520 bridge and sea wall finger pointing

Legislative committee backtracked before McGinn

The legislative committee, not Mayor Mike McGinn, is responsible for negating 13 years of planning on the 520 bridge [“.‘Town-halled’ to death on Highway 520” Opinion, Jan. 26].

McGinn’s bait-and-switch on the future 520 option — focusing on rail and transit — is a bold and refreshing response to the first bait-and-switch by the legislative committee that inserted the new car-oriented Option A+ at the very end of the study and planning process.

The legislative committee presented Option A+ ahead of the release of the supplemental draft environmental impact statement— a premature action apparently not based on adequate environmental information — and negated 13 years of planning and two years of work by a state-led mediation group of stakeholders who had already reached consensus on the principles of several options.

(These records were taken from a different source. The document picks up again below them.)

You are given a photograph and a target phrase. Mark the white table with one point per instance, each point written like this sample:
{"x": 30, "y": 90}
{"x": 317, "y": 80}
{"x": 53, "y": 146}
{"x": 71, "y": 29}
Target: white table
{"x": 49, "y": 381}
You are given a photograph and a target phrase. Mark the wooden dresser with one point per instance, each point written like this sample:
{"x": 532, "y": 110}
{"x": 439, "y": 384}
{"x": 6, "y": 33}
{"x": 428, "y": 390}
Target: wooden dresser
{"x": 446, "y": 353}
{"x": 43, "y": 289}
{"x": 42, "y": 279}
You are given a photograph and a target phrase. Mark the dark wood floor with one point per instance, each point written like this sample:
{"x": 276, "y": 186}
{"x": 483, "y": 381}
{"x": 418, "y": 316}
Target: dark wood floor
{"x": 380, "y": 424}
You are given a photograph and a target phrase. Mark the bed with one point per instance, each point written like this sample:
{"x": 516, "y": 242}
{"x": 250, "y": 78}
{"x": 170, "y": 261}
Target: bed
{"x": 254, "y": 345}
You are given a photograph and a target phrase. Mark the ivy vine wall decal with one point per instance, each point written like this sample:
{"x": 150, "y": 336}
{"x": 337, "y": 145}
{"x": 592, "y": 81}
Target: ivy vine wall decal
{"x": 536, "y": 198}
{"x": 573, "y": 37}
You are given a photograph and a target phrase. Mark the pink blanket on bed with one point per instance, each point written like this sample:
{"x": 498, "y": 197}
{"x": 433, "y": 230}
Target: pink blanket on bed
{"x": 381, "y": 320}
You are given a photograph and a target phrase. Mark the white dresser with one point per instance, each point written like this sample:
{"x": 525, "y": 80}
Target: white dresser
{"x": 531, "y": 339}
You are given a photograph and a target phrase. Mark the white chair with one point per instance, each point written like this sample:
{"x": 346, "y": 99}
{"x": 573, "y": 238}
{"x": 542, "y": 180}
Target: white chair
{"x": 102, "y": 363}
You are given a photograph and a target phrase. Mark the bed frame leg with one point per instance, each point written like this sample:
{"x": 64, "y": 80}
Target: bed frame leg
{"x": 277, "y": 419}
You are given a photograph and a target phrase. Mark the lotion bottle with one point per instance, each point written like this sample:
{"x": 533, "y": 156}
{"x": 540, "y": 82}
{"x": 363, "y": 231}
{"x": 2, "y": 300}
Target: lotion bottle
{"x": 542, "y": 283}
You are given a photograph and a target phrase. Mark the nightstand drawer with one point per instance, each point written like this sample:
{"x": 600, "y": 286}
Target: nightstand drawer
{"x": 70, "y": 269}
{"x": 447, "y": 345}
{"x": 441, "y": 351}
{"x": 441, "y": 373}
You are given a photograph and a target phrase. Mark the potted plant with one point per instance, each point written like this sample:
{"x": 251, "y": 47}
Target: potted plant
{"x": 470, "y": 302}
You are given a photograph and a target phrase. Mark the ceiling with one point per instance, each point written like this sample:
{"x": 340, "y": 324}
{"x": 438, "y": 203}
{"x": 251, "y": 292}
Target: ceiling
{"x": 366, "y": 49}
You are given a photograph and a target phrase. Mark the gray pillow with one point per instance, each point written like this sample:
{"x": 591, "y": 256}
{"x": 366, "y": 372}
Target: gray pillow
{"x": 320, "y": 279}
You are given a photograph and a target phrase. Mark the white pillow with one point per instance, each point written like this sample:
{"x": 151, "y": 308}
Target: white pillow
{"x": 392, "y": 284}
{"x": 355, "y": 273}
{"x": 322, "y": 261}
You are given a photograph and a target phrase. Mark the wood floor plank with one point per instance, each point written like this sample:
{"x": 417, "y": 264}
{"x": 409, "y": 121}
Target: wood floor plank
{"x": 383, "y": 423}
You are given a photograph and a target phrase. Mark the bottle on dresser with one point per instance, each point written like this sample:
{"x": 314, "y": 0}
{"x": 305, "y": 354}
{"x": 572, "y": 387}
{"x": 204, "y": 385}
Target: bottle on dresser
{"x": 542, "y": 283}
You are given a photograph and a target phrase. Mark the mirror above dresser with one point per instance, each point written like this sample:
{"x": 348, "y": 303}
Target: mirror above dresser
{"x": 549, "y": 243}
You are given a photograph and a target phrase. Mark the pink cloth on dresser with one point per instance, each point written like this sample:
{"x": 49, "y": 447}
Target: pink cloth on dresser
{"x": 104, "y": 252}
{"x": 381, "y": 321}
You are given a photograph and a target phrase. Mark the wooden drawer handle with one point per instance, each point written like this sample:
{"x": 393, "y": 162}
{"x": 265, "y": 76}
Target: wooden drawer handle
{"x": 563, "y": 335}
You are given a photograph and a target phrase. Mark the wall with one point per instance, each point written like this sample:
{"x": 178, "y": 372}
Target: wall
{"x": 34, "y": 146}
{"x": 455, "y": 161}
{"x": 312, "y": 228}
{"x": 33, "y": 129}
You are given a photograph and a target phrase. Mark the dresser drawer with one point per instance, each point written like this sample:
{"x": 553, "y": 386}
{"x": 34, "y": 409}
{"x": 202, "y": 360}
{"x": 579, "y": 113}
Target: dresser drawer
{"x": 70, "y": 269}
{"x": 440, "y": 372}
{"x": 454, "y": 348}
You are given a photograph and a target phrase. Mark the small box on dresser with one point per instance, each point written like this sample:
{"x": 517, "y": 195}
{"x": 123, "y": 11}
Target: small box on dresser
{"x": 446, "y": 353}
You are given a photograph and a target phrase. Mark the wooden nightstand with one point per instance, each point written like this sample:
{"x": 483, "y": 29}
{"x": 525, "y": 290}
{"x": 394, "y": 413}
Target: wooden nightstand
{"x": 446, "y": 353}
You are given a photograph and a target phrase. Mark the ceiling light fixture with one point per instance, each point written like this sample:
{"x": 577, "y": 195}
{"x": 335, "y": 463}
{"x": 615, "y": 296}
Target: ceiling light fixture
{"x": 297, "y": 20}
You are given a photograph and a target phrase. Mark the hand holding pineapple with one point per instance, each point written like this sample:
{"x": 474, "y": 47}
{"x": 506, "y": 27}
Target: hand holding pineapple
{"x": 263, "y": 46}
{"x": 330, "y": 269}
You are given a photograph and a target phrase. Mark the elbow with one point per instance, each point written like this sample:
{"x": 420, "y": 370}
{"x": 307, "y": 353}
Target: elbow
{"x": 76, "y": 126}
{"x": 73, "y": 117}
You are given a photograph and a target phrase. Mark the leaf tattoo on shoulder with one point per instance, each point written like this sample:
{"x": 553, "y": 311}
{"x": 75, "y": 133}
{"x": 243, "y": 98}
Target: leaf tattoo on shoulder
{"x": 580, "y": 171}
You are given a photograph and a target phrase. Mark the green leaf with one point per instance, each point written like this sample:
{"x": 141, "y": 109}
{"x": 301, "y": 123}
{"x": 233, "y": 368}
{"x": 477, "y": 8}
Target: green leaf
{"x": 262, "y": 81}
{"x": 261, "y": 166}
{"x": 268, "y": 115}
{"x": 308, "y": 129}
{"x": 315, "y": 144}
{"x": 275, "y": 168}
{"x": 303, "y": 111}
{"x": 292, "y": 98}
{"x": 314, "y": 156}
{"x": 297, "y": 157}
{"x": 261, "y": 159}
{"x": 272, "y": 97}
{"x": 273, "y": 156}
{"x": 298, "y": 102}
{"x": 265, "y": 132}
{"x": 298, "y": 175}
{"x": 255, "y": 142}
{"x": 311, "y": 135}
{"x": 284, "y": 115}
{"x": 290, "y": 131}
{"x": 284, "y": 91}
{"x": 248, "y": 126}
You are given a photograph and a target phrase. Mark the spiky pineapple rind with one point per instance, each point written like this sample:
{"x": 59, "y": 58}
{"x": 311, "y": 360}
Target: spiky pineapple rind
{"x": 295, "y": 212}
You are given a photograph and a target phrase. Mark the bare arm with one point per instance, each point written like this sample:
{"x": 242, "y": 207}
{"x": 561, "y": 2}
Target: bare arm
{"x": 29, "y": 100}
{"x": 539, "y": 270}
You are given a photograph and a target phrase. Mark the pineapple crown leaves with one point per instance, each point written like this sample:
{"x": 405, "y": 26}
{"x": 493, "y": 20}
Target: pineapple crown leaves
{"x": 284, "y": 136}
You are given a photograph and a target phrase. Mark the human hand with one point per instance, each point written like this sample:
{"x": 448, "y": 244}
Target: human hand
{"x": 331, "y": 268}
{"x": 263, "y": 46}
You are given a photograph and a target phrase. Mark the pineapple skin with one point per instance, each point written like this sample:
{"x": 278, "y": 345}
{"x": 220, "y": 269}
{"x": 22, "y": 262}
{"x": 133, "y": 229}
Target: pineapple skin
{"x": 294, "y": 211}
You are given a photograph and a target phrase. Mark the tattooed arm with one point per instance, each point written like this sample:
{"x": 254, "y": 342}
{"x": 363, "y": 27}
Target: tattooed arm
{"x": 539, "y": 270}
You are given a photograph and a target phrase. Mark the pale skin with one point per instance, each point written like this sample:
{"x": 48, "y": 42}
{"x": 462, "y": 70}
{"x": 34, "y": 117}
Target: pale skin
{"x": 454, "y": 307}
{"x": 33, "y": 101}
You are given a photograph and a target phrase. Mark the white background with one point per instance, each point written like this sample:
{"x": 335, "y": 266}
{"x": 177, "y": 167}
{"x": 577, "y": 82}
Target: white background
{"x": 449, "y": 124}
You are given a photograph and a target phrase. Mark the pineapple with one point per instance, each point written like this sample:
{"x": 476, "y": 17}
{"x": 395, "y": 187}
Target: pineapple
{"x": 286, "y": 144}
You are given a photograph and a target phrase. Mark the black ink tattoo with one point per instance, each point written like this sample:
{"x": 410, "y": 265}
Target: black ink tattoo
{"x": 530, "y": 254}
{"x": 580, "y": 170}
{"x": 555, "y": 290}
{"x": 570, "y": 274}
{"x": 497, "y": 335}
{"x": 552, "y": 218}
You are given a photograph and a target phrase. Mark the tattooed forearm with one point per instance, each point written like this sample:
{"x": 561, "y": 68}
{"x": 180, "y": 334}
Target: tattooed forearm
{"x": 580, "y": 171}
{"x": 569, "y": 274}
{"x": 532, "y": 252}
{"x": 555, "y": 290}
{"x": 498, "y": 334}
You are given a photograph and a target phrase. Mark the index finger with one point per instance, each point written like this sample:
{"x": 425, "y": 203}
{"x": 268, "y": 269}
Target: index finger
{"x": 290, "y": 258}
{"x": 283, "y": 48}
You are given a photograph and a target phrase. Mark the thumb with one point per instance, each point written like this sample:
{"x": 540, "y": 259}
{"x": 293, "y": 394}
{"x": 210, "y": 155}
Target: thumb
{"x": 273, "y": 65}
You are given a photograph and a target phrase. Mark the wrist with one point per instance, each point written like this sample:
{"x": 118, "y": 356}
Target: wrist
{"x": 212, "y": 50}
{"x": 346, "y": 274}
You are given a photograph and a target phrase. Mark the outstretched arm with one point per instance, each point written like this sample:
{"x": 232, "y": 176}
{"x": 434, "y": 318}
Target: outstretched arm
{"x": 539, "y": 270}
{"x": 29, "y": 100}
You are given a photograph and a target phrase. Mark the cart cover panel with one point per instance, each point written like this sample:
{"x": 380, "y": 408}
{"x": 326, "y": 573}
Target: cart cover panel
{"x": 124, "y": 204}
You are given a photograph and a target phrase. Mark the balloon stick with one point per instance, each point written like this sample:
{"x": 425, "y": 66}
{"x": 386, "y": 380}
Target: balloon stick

Given a choice, I prefer Mayor McGinn’s bait-and-switch to that of the legislative committee.

— Annie Stixrood, Seattle

Option A+ creates a bridge to nowhere

I beg to differ with The Times’ editorial that we are “Town Halled to death on 520.” The final design recommendations for the Legislative Workgroup were issued in a report on Nov. 17 with the public comment time to end on Dec. 4 — hardly adequate time for a decision of this scope.

The A+ design would have a major negative impact on the Arboretum. At 40 feet above the lake with a 10-foot concrete wall to “abate” the noise, we could probably receive the “ugliest bridge in America” award.

Also, there is no room for all those cars to drive into Seattle because there is no capacity to receive them. 520 is the new bridge to nowhere.

— Kathleen O’Connor, Seattle

Sea-wall decision should go to the voters

The article regarding Mayor Mike McGinn’s sea-wall proposal effectively addressed the mayor’s plan to pay for the wall, but I remain unclear about the City Council’s plans [“Council balks at sea-wall vote,” NWWednesday, Mar. 3]. I personally believe that they should include this measure on the May ballot so that the people can decide.

According to the Department of Transportation, more than $3 million has been spent repairing sections of the sea wall since the 2001 earthquake. More repairs will follow if the city doesn’t replace the wall soon enough — money that could be spent replacing the entire sea wall.

There is a 10 percent chance that the wall will fail should another earthquake occur in the next 10 years. If we don’t experience a severe earthquake, there is still the possibility that it will fail due to Puget Sound’s corrosive nature. Did Mayor McGinn’s $243 million proposal consider the environmental ramifications of replacing the wall?

In the wake of Haiti and Chile’s earthquakes, CNN listed the Pacific Northwest as the fourth most likely area to experience a major earthquake. We are less prepared than other major cities along our coast, but a new sea wall is a promising step in the right direction.